At the logic level there are three kinds of variable names:

- "plain" variable names are absolute, global, unqualified, etc. They
are just a string.

- "control" variable names are an int and a string. The int is the
instruction number; the string is the per-instruction name. This can
be thought of as N different variables, one for each instruction; it
can also be thought of as a single variable instantiated separately
for each instruction. Operand values for instructions, if symbolic,
are control variables and have control variable names. These variables
are per-target-program (hence the name) and are not repeated across
start states in the guess phase of synthesis.

- "state" variable names are also an int and a string, and the int is
still the instruction number. The difference is that these refer to
values related to or derived from machine state, and need to be
instantiated separately for each start state in the guess solver runs.
They are indexed by instruction number rather than program point
because apparently they were originally by program point but that
didn't work very well -- because we process programs by treating
instructions as transfer functions, we tend to generate scratch
variables related to executing them on a per-instruction basis. And
the state variables that appear at the logic are exclusively such
scratch variables. Variables for machine state only appear when
lowering to SMT. (And for that matter, these scratch state variables
only come into existence during symbolic execution; they have no place
in specs.)

The type "varname" in the logic has one case for each of these.
(And a VarMap is a map whose key type is "varname".)


In symbolic.ml there is a type for symbolic values: symbolic, which is
either a concrete value or a symbol name.
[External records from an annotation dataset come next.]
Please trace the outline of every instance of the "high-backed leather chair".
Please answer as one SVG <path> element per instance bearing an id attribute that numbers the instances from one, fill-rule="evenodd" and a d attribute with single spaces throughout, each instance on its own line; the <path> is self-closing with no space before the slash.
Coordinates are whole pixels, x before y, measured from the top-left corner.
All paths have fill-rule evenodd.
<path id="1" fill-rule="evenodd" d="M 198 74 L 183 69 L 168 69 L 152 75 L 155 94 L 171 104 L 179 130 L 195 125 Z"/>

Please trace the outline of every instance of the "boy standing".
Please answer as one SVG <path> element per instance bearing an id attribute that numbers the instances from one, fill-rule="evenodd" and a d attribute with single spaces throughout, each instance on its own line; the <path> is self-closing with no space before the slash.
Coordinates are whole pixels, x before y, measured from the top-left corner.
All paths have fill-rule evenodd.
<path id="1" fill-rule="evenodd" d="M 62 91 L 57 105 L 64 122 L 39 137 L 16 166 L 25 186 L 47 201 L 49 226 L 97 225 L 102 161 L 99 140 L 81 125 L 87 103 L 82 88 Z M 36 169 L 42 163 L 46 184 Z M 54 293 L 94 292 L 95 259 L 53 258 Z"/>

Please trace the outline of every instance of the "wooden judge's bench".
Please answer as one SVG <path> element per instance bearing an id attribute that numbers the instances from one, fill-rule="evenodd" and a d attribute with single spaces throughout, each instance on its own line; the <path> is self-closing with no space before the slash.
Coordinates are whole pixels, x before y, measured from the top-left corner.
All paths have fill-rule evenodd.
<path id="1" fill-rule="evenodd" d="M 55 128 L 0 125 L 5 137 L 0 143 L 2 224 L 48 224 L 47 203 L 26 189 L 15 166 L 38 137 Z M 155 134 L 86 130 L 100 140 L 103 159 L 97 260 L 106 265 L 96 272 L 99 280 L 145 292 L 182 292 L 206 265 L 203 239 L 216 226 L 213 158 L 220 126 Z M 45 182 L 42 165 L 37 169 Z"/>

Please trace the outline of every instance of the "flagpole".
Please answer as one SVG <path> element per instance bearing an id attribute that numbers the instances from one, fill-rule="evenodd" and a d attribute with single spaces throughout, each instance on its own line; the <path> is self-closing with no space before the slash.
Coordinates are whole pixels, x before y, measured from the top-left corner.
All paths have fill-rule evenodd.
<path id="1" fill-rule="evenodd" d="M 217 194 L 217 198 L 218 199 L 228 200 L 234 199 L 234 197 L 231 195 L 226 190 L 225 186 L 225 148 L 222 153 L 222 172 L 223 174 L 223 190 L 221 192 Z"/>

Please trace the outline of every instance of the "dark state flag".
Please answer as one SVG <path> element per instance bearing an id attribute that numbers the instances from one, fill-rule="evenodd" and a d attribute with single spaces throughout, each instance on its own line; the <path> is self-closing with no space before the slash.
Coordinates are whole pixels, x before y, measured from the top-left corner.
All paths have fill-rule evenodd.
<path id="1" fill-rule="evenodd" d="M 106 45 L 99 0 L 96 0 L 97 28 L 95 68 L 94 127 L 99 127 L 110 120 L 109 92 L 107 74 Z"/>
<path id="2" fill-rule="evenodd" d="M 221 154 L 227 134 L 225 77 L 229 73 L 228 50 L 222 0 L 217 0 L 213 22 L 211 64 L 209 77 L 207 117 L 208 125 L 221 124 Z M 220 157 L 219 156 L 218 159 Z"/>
This is used in the
representation of symbolic instructions, and the symbol name is always
a control variable name. Consequently the symbol name ("symi") is a
pair with a number and a string; the number is the instruction
number. (The string is generally the name of an instruction field.)

In the long run when things are better organized this symbolic type
should probably be moved out of support/ because it's really part of
the instruction representation and not a standalone thing.

Anyhow, the type "symi" (symbol with int) is the non-type-tagged part
of a control variable name.


At the SMT level there are five kinds of variable names:

 - "plainvar", like logic-level plain names and derived from them;
just a string.

 - "controlvar", like logic-level control names and derived from them:
an instruction number and string.

 - "statevar". These have a start state id as well as an instruction
number and string, and come from the logic-level state variable names.
They are instantiated separately for each start state, unlike plain
and control variables.

 - "machinestate". These have a start state id and a program point and
a string. They arise from ordinary state references in the logic.
These are instantiated separately for each start state.

- "golemvar": these have a start state id and a string. They arise
from golem state references in the logic. they are instantiated
separately for each start state, but only once across the whole
symbolic program.

A start state id can be one of:
- INIT (an initial state for beginning synthesis)
- STATE (an ordinary, concrete, start state for a guess phase
- VERIFY (the abstract/symbolic start state for a check phase)

There can be multiple initial states because to get an additional
distinct initial start state the other initial start states already
found have to be fed in. This was the subject of experimentation at
one point; the experimentation wasn't successful so perhaps the
support should be ripped out.

Note that the previous (as of 11/2020) incarnation of SMT-level
variable naming also had a "qualifier" field for many (perhaps all)
variable name types. This was used by the code in smtcanon.ml that
turns math ints and machine ints into explicit systems of booleans.
However, smtcanon.ml is currently disabled and I don't think it was
ever used; if it's ever brought back additional support for the
qualifiers will be needed, because they need to be read out of the
solver results. (Basically the code in question converts each variable
into one variable per bit, so it appends the bit number to the
variable name.)


Note also that currently the namespaces in the variable names output
to the solver do not seem to be protected (in that e.g. if the name of
a variable begins with "S0", that's treated as the start state ID, but
there's nothing to escape or distinguish user-supplied variable names
that begin with "S0") and this is probably waiting to break the first
time someone uses silly variable names in an input spec. XXX.